Osservando la foto di Christian Gabriel Natale Hjort in stato di fermo, custodito dalle forze dell’ordine, è facile provare una sensazione di forte disagio, di fastidio, perché in quell’immagine convivono paradossalmente i più alti ed i peggiori esempi del senso del servizio e della dedizione allo Stato. In altro, sulla parete di fondo della caserma, campeggia una fotografia dei giudici antimafia Falcone e Borsellino. Sotto lo sguardo di questi modelli di virtù, pessimi operatori che indossano la divisa dei Carabinieri stanno compiendo una vera e propria tortura ai danni di un diciannovenne.
Sarebbe superfluo e forse addirittura fuorviante citare gli innumerevoli casi di violazione dei diritti umani dei detenuti, dei fermati, da parte delle forze dell’ordine. Ma chi scrive fa l’avvocato e non può non ricordare a se stesso che, poiché «la difesa è un diritto inviolabile» (art. 24 comma 2 della Costituzione), «l’avvocato ha la funzione di garantire al cittadino l’effettività della tutela dei diritti» (art. 2 comma 2 della Legge 247/2012 sull’ordinamento forense): non a caso, in attuazione di tali principi, divenendo avvocati si giura di impegnarsi «ad osservare con lealtà, onore e diligenza i doveri della professione di avvocato per i fini della giustizia ed a tutela dell’assistito nelle forme e secondo i principi del nostro ordinamento» (art. 8 L. 247/2012).
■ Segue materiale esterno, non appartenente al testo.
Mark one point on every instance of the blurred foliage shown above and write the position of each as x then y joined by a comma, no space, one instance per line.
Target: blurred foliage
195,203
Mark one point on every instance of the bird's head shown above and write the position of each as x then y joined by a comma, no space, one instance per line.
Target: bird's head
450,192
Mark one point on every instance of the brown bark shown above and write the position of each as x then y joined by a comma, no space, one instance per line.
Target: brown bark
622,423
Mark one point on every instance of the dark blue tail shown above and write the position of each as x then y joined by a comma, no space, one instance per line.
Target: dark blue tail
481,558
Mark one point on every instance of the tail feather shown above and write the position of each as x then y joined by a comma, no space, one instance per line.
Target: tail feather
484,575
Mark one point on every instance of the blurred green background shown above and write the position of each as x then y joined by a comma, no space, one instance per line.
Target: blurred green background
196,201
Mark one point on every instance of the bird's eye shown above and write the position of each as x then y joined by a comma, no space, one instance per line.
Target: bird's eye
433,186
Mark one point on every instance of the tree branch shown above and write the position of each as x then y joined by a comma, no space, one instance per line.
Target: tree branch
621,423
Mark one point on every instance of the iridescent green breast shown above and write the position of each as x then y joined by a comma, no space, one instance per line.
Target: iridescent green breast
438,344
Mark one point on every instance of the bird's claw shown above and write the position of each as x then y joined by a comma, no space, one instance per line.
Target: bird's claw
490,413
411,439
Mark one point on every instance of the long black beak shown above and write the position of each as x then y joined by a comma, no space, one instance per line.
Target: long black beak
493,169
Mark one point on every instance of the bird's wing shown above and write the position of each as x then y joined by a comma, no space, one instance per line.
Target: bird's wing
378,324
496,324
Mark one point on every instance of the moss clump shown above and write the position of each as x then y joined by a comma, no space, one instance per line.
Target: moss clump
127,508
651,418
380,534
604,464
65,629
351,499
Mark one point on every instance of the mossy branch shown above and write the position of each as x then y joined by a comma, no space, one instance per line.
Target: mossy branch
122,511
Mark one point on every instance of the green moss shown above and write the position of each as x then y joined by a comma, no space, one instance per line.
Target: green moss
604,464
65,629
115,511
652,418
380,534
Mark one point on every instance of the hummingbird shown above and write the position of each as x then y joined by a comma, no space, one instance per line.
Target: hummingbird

Orbene, poiché «le pene non possono mai consistere in trattamenti contrari al senso di umanità» (art. 27 comma 3 della Costituzione), è assolutamente intollerabile, per qualsiasi avvocato, quanto accaduto al giovane cittadino statunitense, sebbene presunto colpevole di un omicidio che indigna e che “grida vendetta”. Ma la vendetta, in uno stato di diritto, è unicamente la compensazione del disvalore con una punizione rieducativa del reo, dosata dal giudice sulla base delle norme tassative del codice penale, unita all’esigenza di un suo ravvedimento operoso, inclusivo del ripristino pecuniario per il danno cagionato. Null’altro. E, in ogni caso, solo laddove la colpevolezza dell’imputato risulti accertata «al di là di ogni ragionevole dubbio» (art. 533 del Codice di procedura penale).
L’alta funzione della difesa consiste proprio in questa garanzia: che i diritti dell’imputato siano sempre e comunque tutelati ed effettivamente esercitati, indipendentemente dalla gravità della sua posizione, dall’atrocità dei suoi crimini e dal disgusto che essi suscitano.
Il senso dello Stato, la civiltà giuridica, sono esattamente questo.
Perché “occhio per occhio” è un principio che fortunatamente non appartiene a questa epoca e, per curare una ferita, non può tollerarsi che se ne provochi un’altra! Con buona pace dei sostenitori di un giustizialismo da regime di polizia, che vorrebbero negare la civiltà ed inneggiano alla tortura del giovane americano: l’augurio è che costoro non vengano mai a trovarsi, magari da innocenti, nella stessa situazione del presunto colpevole ritratto in quella caserma.
Ritratto in una situazione che – sia licenza pensarlo – lo stesso Vicebrigadiere Cerciello Rega, trovandosi al posto dei colleghi autori della tortura in questione, non avrebbe mai consentito, da uomo dello Stato qual era.
Con le più sentite condoglianze alla Famiglia della vittima e la più autentica vicinanza alla parte sana dell’Arma dei Carabinieri, che ha perso un eccellente collega, chi scrive manifesta il più convinto sostegno ed augurio di buon lavoro ai colleghi che difenderanno gli accusati, nell’auspicio che la verità sia accertata ed i colpevoli – tutti, sia gli assassini che i loro torturatori – vengano puniti in modo conforme alla Legge, nel rispetto dei loro diritti.”